The Deep News - September 2019



27th September 2019

We are pleased to host a fascinating collection of sawfish rostra from the Horniman Museum and Gardens, London. This is part of the ‘Object in Focus’ project funded by the Arts Council England, with the aim of improving public access to collections.

The display will be with us from 27 September 2019 to 1 April 2020 and highlights the current threats to the five recognised species of sawfish and their decline including fishing and environmental changes which are having a significant impact on sawfish numbers leading to them all being listed as Endangered or Critically Endangered on the IUCN Red List (International Union for Conservation of Nature).

Learn more about the Citizen Science Project ‘See a Saw’ with the aim of locating as many sawfish specimens around the world to create a clearer picture of historical sizes, numbers and geographical ranges.



25th September 2019

The top floor of Hull Royal Infirmary is now vibrant with colour and images of marine life. The highest part of the tower block is where the poorliest children in the area are provided with medical care and support, and this week it received a beautiful facelift. Sue Stephenson, the High Sheriff of East Riding of Yorkshire and WISHH Charity Chairman, officially unveiled the new look Coral Ward 130 after £6,500 was raised through the WISHH charity to enhance the ward environment.

As a result of incredible public generosity together with support from the AMB Charitable Trust and funding as part of the Trusts Arts Strategy; woodwork has been painted in calming blue and pastel colours and members of Ward 130 staff have worked alongside the team at The Deep to create aquatic inspired artwork, including dolphins and penguin transfers to reflect the city’s fishing history and the success of The Deep. Those cubicles used by older children are brightly decorated and have sunflowers and trees incorporated into their designs.

The playroom, corridors and treatment rooms have also being decorated and our own fish tunnel created as a result of the amazing support received improving the overall ward environment.

High Sheriff, Sue Stephenson said; “This art project has created a bold, bright, beautiful, magical, underwater kingdom for children who have come into the hospital. The parents and children who I spoke to love it, and staff say it is a wonderful distraction for children undergoing treatment.

“Huge thanks go to the ward staff for their vision along with the team at the Deep and supporters who backed this campaign, without whose help this couldn’t have happened”

Junior Sister Helen Lyon said; “We can’t thank everyone enough for their fantastic support of our appeal, including the team at John E Wright Print and Signage who installed the stickers. It has made such a difference to the children we care for, helping lift their spirits as we look after them in this wonderful and bright environment.”



19th September 2019

The Deep is proud to support the sunflower lanyard scheme which offers people with conditions such as autism, dementia or sensory impairment a way to be discreetly identifiable, by wearing the lanyards, pin badges or other sunflower items allowing us to be aware they may need additional time or support during their visit. It has been successfully introduced to a number of major UK airports, supermarkets, railway stations, sports venues and is now looking to be acknowledged by attractions throughout the UK, so we are delighted to introduce this into the tourism market. 

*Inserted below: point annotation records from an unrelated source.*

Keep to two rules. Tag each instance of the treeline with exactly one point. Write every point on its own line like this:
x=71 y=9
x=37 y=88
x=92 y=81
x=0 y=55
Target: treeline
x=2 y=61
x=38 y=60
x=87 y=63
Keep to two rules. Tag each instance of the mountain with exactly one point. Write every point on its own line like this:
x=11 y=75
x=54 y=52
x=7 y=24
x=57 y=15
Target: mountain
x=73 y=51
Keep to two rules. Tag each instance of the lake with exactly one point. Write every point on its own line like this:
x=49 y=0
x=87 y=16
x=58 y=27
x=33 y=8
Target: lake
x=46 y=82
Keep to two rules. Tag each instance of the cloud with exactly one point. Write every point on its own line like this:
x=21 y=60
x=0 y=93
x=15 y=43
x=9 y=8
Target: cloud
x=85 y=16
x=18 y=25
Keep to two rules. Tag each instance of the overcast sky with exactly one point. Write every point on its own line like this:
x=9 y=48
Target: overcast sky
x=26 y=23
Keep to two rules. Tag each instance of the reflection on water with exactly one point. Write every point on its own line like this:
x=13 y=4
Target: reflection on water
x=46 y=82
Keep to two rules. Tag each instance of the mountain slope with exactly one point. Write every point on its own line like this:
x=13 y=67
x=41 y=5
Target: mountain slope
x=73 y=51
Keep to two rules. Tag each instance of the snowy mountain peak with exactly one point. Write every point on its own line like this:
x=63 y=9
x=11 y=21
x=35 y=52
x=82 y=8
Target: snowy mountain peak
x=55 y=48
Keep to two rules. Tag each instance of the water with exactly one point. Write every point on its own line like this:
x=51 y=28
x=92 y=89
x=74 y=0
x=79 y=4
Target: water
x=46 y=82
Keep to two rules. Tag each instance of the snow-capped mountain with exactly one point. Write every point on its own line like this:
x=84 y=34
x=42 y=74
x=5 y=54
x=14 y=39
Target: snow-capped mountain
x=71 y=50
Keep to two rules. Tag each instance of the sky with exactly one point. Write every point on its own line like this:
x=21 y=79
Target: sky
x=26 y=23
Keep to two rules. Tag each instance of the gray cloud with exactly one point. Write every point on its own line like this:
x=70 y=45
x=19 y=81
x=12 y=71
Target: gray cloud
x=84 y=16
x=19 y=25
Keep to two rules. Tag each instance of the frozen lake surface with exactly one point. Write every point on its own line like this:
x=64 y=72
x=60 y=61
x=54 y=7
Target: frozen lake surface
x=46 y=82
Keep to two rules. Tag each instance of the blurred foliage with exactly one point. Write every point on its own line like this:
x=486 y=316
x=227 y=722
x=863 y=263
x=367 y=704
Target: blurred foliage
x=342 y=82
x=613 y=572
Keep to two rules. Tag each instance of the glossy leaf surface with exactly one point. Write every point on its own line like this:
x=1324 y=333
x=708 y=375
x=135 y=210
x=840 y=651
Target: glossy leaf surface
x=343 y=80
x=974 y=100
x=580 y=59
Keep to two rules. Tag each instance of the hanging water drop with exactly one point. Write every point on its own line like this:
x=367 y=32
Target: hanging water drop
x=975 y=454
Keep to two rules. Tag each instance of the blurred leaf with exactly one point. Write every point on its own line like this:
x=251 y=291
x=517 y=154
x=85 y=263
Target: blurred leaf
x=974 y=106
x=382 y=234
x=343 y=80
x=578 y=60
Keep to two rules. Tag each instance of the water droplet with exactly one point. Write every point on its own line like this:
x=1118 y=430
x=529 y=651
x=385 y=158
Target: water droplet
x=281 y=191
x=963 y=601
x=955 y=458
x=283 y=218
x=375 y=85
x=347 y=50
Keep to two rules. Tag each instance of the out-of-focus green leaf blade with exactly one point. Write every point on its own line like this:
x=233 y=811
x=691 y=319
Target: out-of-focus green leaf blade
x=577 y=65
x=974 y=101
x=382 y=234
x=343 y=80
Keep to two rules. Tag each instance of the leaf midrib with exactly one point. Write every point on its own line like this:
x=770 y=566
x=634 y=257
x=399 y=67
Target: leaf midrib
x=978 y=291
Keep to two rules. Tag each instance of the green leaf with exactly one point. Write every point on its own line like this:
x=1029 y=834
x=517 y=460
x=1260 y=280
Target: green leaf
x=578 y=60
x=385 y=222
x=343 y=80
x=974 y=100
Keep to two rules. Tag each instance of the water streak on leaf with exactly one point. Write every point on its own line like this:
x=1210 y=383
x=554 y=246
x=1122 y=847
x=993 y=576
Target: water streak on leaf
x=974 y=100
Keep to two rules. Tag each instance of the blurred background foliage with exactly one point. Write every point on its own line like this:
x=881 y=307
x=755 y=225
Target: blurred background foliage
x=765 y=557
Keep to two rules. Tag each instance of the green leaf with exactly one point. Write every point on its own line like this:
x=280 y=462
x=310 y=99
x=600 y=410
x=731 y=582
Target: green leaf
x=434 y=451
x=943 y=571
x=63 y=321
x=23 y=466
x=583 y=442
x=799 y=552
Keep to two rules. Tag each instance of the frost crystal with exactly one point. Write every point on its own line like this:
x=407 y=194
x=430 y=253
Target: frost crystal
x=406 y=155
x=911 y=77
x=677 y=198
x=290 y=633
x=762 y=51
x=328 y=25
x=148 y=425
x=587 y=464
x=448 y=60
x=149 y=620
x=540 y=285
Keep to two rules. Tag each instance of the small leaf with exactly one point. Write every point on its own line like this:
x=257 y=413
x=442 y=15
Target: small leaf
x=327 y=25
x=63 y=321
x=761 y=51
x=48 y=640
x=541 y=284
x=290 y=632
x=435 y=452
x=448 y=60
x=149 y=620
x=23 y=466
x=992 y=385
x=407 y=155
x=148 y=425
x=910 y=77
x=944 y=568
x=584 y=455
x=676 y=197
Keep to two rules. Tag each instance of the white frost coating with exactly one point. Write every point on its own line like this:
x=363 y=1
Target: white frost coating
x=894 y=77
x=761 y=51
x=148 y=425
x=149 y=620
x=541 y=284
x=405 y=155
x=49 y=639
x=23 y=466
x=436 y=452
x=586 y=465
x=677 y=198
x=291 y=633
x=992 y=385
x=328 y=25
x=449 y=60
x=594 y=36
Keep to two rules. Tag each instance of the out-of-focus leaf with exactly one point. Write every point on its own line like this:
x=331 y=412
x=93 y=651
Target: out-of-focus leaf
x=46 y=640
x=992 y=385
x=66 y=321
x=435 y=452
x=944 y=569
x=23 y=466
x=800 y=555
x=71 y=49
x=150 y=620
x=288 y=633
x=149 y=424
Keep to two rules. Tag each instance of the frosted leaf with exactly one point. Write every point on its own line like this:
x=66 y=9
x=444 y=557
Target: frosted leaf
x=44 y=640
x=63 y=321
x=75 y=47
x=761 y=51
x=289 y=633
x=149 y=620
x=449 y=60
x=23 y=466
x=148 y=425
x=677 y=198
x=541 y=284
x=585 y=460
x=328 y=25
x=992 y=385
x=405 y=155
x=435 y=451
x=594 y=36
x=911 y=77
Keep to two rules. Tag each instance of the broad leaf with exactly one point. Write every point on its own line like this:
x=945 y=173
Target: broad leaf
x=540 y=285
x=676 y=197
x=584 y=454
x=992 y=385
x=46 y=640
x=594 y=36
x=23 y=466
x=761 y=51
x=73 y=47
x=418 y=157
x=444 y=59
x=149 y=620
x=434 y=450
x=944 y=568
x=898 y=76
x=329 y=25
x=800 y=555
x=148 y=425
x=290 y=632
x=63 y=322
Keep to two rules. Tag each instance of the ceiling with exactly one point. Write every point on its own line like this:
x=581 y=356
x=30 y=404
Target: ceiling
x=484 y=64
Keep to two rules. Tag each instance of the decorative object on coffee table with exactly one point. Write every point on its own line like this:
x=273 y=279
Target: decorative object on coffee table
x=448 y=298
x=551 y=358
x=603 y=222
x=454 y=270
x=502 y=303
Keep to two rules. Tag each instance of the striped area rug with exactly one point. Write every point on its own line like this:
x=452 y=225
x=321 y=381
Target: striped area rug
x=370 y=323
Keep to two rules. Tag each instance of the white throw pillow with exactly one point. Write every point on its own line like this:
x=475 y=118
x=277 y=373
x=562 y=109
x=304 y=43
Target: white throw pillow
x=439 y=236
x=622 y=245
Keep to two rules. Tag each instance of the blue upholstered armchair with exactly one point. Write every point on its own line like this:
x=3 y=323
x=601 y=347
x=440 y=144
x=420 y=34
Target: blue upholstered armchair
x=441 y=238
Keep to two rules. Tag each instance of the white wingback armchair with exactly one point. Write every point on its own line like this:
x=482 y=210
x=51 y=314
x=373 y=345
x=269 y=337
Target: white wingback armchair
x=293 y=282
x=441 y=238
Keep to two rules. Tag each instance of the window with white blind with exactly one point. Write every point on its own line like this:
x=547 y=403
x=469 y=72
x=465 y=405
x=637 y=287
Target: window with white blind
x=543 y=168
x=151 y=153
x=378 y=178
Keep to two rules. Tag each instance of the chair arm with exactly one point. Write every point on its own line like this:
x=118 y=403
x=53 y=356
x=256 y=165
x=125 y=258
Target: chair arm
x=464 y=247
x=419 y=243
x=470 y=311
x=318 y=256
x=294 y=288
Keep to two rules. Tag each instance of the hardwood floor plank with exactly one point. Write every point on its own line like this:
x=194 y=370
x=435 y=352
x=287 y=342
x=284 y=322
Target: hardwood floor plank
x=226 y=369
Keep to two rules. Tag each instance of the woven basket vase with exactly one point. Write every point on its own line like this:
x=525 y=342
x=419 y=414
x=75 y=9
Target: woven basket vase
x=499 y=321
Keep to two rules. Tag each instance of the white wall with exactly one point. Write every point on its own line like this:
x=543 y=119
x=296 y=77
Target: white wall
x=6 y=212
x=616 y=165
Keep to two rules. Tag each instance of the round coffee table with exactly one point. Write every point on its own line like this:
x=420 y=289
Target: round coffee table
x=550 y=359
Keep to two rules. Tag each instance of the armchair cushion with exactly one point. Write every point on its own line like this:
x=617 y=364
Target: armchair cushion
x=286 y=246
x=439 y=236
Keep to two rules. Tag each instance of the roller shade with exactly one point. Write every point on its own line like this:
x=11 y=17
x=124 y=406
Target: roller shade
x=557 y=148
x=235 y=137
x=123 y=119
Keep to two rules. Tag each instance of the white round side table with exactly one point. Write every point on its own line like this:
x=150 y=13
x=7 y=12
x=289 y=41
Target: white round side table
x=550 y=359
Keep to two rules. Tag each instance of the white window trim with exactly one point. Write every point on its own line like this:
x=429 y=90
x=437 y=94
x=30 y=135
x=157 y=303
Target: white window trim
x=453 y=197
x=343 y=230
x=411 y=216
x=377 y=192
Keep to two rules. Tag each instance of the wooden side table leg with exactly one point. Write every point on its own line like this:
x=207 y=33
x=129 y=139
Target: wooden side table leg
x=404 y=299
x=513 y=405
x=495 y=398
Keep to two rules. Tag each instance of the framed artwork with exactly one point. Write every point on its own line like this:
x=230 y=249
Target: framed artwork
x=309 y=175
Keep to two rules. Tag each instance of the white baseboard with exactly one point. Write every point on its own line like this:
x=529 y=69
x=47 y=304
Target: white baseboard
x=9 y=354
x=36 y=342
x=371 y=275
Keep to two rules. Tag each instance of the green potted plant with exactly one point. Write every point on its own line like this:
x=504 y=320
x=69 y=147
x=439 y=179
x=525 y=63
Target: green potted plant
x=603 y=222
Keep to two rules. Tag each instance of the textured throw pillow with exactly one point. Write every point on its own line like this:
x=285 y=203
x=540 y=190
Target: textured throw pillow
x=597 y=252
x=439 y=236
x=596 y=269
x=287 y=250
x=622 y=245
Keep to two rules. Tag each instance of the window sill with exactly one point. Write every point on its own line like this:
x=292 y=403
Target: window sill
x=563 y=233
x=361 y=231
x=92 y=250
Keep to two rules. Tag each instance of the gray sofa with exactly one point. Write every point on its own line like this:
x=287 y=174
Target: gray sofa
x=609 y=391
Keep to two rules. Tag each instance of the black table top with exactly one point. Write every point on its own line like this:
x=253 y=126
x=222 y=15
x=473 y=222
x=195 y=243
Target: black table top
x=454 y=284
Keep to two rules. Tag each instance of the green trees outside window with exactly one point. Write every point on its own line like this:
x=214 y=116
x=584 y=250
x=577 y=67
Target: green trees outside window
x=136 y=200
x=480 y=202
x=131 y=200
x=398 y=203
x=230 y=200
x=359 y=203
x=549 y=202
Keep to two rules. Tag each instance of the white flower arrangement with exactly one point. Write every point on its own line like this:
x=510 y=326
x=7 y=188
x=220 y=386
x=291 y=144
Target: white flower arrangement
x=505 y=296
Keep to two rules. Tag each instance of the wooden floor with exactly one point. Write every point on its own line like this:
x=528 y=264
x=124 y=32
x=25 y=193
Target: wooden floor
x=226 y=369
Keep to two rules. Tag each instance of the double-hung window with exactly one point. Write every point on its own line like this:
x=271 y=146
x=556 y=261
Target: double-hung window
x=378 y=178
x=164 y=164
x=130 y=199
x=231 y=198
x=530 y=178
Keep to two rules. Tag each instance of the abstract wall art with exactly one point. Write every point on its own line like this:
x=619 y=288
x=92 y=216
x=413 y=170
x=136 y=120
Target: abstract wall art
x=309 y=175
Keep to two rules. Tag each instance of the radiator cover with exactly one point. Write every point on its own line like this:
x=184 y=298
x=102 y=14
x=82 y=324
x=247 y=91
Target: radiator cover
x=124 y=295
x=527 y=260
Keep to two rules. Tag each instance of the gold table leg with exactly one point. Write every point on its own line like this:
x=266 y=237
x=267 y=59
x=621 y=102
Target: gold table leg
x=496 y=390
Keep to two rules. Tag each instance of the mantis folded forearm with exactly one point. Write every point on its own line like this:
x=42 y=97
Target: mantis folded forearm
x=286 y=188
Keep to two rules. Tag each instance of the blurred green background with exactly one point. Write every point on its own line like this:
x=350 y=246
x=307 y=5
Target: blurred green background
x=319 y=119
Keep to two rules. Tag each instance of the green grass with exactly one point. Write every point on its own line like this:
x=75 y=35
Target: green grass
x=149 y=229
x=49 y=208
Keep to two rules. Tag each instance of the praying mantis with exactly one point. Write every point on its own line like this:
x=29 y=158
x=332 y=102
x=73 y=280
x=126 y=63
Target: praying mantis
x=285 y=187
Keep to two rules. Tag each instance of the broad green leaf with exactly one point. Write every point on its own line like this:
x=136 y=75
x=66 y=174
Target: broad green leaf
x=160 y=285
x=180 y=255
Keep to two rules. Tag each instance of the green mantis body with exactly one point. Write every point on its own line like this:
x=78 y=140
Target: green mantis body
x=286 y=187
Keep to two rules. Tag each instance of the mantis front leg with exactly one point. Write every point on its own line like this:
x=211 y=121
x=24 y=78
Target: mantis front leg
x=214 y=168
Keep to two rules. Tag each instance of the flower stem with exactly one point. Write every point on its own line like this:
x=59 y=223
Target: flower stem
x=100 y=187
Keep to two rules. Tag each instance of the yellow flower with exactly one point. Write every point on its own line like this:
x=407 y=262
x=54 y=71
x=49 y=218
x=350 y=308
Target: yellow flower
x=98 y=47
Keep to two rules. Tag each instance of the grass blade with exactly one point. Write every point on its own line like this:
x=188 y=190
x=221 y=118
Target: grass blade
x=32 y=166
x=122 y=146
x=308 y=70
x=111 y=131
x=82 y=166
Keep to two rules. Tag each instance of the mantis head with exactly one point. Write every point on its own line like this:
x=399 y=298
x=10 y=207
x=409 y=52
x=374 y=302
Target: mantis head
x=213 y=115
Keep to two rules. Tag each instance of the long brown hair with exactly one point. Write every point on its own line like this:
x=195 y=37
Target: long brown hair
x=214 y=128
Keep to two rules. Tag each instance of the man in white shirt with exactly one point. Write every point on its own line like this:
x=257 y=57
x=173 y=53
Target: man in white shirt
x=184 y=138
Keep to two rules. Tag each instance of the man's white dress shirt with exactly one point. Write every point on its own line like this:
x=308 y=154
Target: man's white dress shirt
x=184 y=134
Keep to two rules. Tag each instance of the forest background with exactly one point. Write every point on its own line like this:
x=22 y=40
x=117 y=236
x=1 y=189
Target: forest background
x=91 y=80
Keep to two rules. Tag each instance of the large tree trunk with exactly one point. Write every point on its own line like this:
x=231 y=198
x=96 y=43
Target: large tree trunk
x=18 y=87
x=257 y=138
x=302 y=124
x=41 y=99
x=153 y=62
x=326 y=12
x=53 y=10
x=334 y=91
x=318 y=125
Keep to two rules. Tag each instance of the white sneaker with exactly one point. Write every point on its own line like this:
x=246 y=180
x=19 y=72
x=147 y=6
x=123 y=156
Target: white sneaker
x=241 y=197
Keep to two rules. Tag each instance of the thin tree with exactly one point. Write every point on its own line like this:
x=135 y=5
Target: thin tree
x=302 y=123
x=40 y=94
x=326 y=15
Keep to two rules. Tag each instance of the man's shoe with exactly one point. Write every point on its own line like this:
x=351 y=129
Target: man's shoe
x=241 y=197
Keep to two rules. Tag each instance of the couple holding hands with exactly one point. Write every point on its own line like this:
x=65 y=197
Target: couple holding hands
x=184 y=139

Visitors can get lanyards from a number of places including the Hidden Disabilities Store, participating Sainsbury's stores, UK airports (please contact them before your flight to request a lanyard) and The Deep's own reception.



19th September 2019

Remember Munchkin the Loggerhead sea turtle? Deep Aquarist, Shoshana assisted New England Aquarium in her rehabilitation and release at Cape Cod, Massachusetts, USA in July. Before her release, Munchkin was fitted with a satellite tag so the care team could watch her progress and see where she travelled to. Loggerheads migrate for thousands of miles, but gaining data on a turtle at this stage of life is extremely rare.

Munchkin's satellite tag gives her exact GPS location. This means that it not only accurately shows us exactly what her movements are, but that it would be possible to find her based on the information on the tag if she ever got in trouble or didn't make her way south as the temperatures cool down. This would give the team the option to find her and make a decision on how to best help her at that point.